Many ACoAs fear the feelings of vulnerability, sadness, and confusion that addressing their pain might bring up, and they want a quick fix. They e-mail me and wonder if I have a book to recommend; or they go to a one-week program, want to have a few appointments, and then be done with it. They want to think their way better, but they shy away from the deep developmental work that they need to do to heal. Their childhood trauma experience has left them feeling somewhat fragmented inside, and they fear falling apart if they let themselves enter too deeply into their early pain. For this reason, a strong network of support is an important part of recovery.

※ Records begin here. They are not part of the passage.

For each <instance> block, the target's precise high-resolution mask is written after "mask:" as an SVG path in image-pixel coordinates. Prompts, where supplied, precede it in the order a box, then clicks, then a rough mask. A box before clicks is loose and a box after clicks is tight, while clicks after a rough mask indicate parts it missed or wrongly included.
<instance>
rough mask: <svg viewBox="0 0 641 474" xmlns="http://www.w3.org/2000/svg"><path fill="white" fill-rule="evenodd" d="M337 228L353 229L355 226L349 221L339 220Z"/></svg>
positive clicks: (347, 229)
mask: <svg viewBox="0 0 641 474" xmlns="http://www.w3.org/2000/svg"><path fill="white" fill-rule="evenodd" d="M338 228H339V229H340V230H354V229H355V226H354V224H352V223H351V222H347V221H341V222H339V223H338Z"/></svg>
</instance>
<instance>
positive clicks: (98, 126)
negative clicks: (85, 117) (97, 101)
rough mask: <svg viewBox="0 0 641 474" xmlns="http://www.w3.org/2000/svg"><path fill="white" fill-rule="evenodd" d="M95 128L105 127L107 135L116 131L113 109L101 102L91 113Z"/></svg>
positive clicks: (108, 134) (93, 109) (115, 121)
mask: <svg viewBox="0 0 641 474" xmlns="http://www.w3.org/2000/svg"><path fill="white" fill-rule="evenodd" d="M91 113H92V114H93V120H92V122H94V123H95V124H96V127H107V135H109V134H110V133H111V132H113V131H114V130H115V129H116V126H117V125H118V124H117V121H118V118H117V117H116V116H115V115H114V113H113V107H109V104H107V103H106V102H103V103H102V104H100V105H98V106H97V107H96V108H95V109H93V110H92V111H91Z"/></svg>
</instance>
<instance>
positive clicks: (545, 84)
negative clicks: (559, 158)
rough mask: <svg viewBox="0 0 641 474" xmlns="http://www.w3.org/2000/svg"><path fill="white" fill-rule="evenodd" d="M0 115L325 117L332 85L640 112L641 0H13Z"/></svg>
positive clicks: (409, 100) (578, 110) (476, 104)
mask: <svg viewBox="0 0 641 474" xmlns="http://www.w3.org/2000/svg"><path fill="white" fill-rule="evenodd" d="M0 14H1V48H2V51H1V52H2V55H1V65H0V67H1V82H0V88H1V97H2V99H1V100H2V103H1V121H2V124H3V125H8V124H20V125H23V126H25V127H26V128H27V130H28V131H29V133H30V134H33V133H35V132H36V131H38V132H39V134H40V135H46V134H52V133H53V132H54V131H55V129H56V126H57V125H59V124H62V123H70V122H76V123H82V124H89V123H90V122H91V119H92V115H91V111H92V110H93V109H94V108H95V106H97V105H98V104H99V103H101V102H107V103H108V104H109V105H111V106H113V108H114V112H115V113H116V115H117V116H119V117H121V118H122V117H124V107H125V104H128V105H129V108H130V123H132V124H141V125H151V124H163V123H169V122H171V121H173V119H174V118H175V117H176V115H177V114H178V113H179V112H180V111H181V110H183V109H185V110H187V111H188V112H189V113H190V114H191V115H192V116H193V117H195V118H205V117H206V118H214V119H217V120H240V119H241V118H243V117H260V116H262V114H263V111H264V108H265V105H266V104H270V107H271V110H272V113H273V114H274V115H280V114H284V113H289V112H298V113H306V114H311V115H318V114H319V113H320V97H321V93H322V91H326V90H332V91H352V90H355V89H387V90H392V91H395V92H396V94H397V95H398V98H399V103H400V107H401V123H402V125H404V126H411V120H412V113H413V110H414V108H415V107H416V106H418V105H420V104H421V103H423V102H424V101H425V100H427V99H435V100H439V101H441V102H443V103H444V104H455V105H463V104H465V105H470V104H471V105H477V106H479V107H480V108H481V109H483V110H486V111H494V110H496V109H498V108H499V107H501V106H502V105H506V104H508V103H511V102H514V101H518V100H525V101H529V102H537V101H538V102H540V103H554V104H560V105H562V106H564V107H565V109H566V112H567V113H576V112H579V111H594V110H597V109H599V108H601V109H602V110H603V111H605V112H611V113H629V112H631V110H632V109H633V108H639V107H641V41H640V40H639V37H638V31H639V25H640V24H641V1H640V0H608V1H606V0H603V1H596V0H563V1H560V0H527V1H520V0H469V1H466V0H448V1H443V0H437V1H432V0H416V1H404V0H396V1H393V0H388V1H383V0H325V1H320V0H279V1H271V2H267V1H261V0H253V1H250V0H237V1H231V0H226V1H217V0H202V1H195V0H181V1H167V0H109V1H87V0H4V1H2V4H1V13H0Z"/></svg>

Trauma-related Characteristics
Following is a list of characteristics associated with trauma-related issues that I have complied and work with clinically.
Unresolved Grief
Grief is a process that takes time and includes many different phases and feelings. Stages of mourning that apply to loss of a loved one through death can also apply to the loss of a loved one through relationship rupture. Li
ving with addiction can lead to painful relationship dynamics within the family that feel rupturing, such as the loss of family members to addiction; the loss of family rhythms and rituals; the loss of a comfortable and reliable family unit to grow up in; or the anxiety of wondering if parents are in the position to parent themselves and meeting their changing needs. Stages of loss, according to British psychoanalyst Jonathon Bowlby, are numbness, yearning and searching, disorganization, anger, despair, and reorganization (1969). Others who have experienced loss through parental divorce, parental incarceration, or being removed from the home and put into foster care are also likely to suffer a profound sense of grief. Thus ACoAs often need to mourn not only what happened in their childhoods, but also what never had a chance to happen.
Depression with Feelings of Despair
Research in animals and in people shows that stress or trauma early in life can sensitize the neurons and receptors throughout the central nervous system so that they become “kindled” or oversensitized; kindling is the biochemical process where nerve cells that help regulate emotions are overfired repeatedly by trauma’s effects and thus we perpetually overrespond to stress of all kinds (van der Kolk 1987). Because the limbic system regulates mood, disregulation can lead to difficulty with managing emotional states throughout life, which may contribute to depression. Depression, in my experience, grows when we cannot express pain and anger; it relates to the emotional constriction or frozenness that is part of unresolved grief. The lack of sharing genuine feeling in the addicted home can also lead to isolation, a common feature of depression.